Yes, you feel slip, this is because strong correlation between FFB and LF_LateralGroundVel. One cannot tell how much slip angle (5, 8 or 12 degree, etc) is from sole FFB.
Hope this is helpful to all.
 
I think you're stuck in that silly telemetry output values you extracted a week ago, and now you think that everything must relate to it, while probably this is not the case. Actual telemetry like what TechAde posted is much more helpful and telling of what is going on under the hood.
 
I think the problem is the tire patch, no matter what the data shows, it isn't feelable in the ffb, because the bracing of the profile particles on the tire tread not convey the feeling of rubber tenseness, therefore there is no slip angle to feel in rf2 ffb.

It's just a friction surface which seems to let you feel equal in all directions. The main resistors and their difference we feel on the steering wheel are the only elements. These are as example lateral acceleration, alignment and carcasse forces, and due to the geometry a bit defferent with each car and tire.

The most street tires don't let you feel the slip angle as well, due to the tread, rubber, softness and realtiv large slip angle area.
 
speed1 said:
I think the problem is the tire patch, no matter what the data shows, it isn't feelable in the ffb, because the bracing of the profile particles on the tire tread not convey the feeling of rubber tenseness, therefore there is no slip angle to feel in rf2 ffb.
Click to expand...

Look at the data, the FFB output drops from 60% at 2-3% slip angle to 15% at 10°(LF)/13°(RF) (difference presumably due to Ackerman).

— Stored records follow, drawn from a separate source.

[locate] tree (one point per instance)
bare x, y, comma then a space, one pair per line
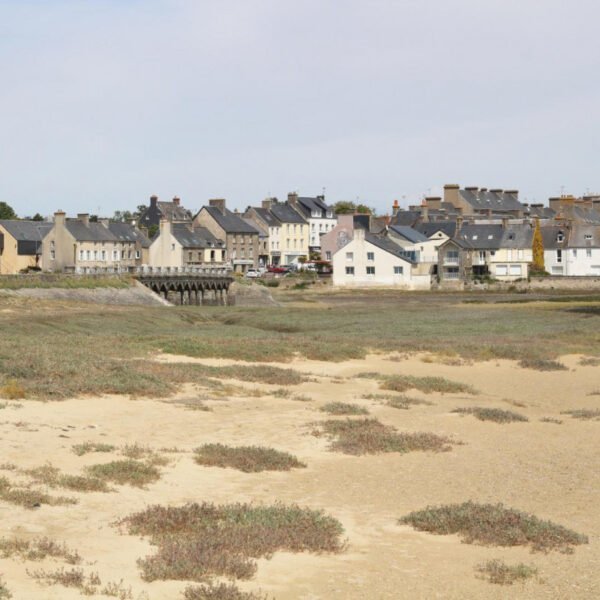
6, 211
538, 265
346, 207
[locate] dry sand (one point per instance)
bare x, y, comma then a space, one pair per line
547, 469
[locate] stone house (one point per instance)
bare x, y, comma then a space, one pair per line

If you can't feel that then something is seriously wrong with your FFB configuration.
 
I really can't feel it and i don't know why the data shows that result, but i don't feel something like rubber tenseness from the tire patch.
 
speed1 said:
I really can't feel it and i don't know why the data shows that result, but i don't feel something like rubber tenseness from the tire patch.
Click to expand...

Have you tried with the Skippy? It's obviously very car dependant.

By the way I'm talking purely about slip angle here, I quoted a little to much of your post to make that clear.

The tools are out there (i.e. my telemetry plugin and an app that can graph the data from csv files, Excel will do if you don't have ATLAS) for anybody to try this for themselves and attempt to correlate what they're feeling at the wheel with the data that the sim is outputting.
 
TechAde said:
Have you tried with the Skippy? It's obviously very car dependant.

By the way I'm talking purely about slip angle here, I quoted a little to much of your post to make that clear.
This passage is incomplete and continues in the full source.